Oxford_Comma_Lover writes "CNN Reports that BP lost a laptop with the name, address, DOB, and SSNs of everyone who filed claims related to the big oil spill last year. In other words, everyone asking for money from them based on the spill just got their private info misplaced. There has been no allegation of bad faith."

SSN?

[innocent_white_lamb]

Why do they need your SSN to process a damages claim?

Re:oh,

[PsychoSlashDot]

How about an additional answer: consider well what data you carry on a mobile device.

I have serious difficulty figuring out what scenario was in play that required this particular data to be on a laptop in the first place. Some mobile sales guy needed the data to plug in at a hotel conference room and make a presentation? Some jet-setting bigwig needed to massage the data and do some data-mining while on a trans-oceanic flight?

Even if the laptop's user was tasked with "visit each of these people individually and tell them 'no' in plain English", the data should have been partial and redacted.

Sorry, but corporations - like the human beings they're comprised of - put data on theft-prone devices that shouldn't be there in the first place. Encrypted or not.

Huh?

[cultiv8]

Was it not encrypted? How long after it was "discovered" missing was it remotely disabled? Were they able to wipe it? Why do you keep this type of data on a personal laptop? Seriously BP, you guys make a lot of cash, care to tell us how much of this is going into your IT infrastructure to prevent this from happening?

Re:Huh?

[Yo+Grark]

Oh, IT told them how to securely store the data on the laptop. Him being at the executive level, promptly ignored IT directives because it was "too complicated".

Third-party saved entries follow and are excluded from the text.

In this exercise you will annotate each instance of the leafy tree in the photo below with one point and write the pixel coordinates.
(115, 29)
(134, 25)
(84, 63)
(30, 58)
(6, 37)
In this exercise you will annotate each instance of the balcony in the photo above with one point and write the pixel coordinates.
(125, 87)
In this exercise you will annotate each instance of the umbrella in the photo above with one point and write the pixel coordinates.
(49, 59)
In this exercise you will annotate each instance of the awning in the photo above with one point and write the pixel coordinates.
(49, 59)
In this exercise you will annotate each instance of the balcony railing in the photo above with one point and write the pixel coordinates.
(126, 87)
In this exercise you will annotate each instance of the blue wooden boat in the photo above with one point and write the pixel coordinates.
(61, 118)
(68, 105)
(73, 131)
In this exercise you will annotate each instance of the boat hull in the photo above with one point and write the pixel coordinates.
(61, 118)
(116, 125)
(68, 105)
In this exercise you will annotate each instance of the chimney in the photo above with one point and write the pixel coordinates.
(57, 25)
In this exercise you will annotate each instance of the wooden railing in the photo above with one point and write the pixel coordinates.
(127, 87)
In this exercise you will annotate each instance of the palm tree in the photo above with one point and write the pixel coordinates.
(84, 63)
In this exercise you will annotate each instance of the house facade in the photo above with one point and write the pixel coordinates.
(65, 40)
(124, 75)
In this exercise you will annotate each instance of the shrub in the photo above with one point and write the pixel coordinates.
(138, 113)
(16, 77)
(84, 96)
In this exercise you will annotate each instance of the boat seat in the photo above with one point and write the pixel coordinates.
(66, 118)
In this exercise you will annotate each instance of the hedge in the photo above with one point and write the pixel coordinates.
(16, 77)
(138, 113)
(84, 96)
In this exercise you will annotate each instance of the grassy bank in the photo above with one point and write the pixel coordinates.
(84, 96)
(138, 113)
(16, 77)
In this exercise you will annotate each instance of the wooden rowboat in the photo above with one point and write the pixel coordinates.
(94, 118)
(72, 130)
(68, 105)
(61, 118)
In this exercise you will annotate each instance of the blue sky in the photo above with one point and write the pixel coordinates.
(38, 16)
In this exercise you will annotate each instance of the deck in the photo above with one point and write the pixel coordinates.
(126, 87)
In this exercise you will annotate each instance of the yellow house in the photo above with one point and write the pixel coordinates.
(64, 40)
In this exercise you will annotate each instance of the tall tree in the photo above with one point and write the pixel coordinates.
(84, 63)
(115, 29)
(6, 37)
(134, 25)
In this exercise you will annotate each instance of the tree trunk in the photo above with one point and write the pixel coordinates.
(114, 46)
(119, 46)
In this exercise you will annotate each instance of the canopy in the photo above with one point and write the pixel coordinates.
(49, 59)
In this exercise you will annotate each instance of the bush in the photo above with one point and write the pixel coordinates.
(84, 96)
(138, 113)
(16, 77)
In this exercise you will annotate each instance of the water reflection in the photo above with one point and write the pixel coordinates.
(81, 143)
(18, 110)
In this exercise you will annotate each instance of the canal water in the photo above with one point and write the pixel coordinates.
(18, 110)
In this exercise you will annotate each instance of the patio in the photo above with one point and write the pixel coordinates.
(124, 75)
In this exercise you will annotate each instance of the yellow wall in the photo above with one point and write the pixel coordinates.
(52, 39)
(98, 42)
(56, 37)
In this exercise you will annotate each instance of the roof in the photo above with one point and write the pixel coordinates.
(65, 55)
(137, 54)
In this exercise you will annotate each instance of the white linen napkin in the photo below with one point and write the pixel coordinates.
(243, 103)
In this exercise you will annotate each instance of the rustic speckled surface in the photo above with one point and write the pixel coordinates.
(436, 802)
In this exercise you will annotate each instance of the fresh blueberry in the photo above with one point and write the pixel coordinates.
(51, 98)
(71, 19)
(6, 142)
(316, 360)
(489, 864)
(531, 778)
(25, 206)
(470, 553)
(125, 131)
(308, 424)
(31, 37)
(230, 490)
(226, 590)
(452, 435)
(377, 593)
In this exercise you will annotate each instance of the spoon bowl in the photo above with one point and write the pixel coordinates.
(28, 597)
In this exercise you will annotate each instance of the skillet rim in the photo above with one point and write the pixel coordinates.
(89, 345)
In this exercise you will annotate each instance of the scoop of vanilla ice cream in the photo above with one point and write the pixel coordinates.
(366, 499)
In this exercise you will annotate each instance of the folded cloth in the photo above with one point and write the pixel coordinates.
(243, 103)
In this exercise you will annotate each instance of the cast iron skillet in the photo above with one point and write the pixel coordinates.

I'm in a large organization, it's INCREDIBLE what hoops IT makes little ol me jump through to do things on my laptop but Executives routinely able to do and get the most insane stuff happening on their laptop. Autologin because they keep forgetting their passwords? No duh, changed every 20 days, must contain an non-alpha-numeric character, must contain upper and lowercase, not dictionary based, and not similar to the last 20 passwords.....you have ANY idea how fricken hard it is to keep track of not only the main login but all the subsystems we use?

Oh, what's that? the exec has autologin with roboform installed? And this is allowed HOW? Oh right, they're the execs.

- Yo Grark

Re:Huh?

[PolygamousRanchKid+]

No duh, changed every 20 days, must contain an non-alpha-numeric character, must contain upper and lowercase, not dictionary based, and not similar to the last 20 passwords.....

I read an editorial a long time ago in the Wall Street Journal, written by a security consultant. The executive had three secretaries working for him, and they had to use the PCs from each other. The executive proudly stated that the passwords needed to be changed every week!

The consultant said that no one could deal with a different password every week. He did a MacGuyver, and used a pocket knife to open the drawers in one of the secretary's desk. There were the passwords, all written down and stored in the top drawer.

The point here is that you go off all crazy on security policies that are impossible to follow, someone will find a work-around that defeats the purpose.

"Bad faith"

[rhizome]

The bad faith isn't in losing the laptop, it's in the BP policy allowing workers to have this information on laptops that can be lost.

Re:oh,

[mwvdlee]

Never attribute to malice that which is adequately explained by stupidity.

With such enormous levels of stupidity, the entire company should just be shut down and the entire management thrown into a mental hospital.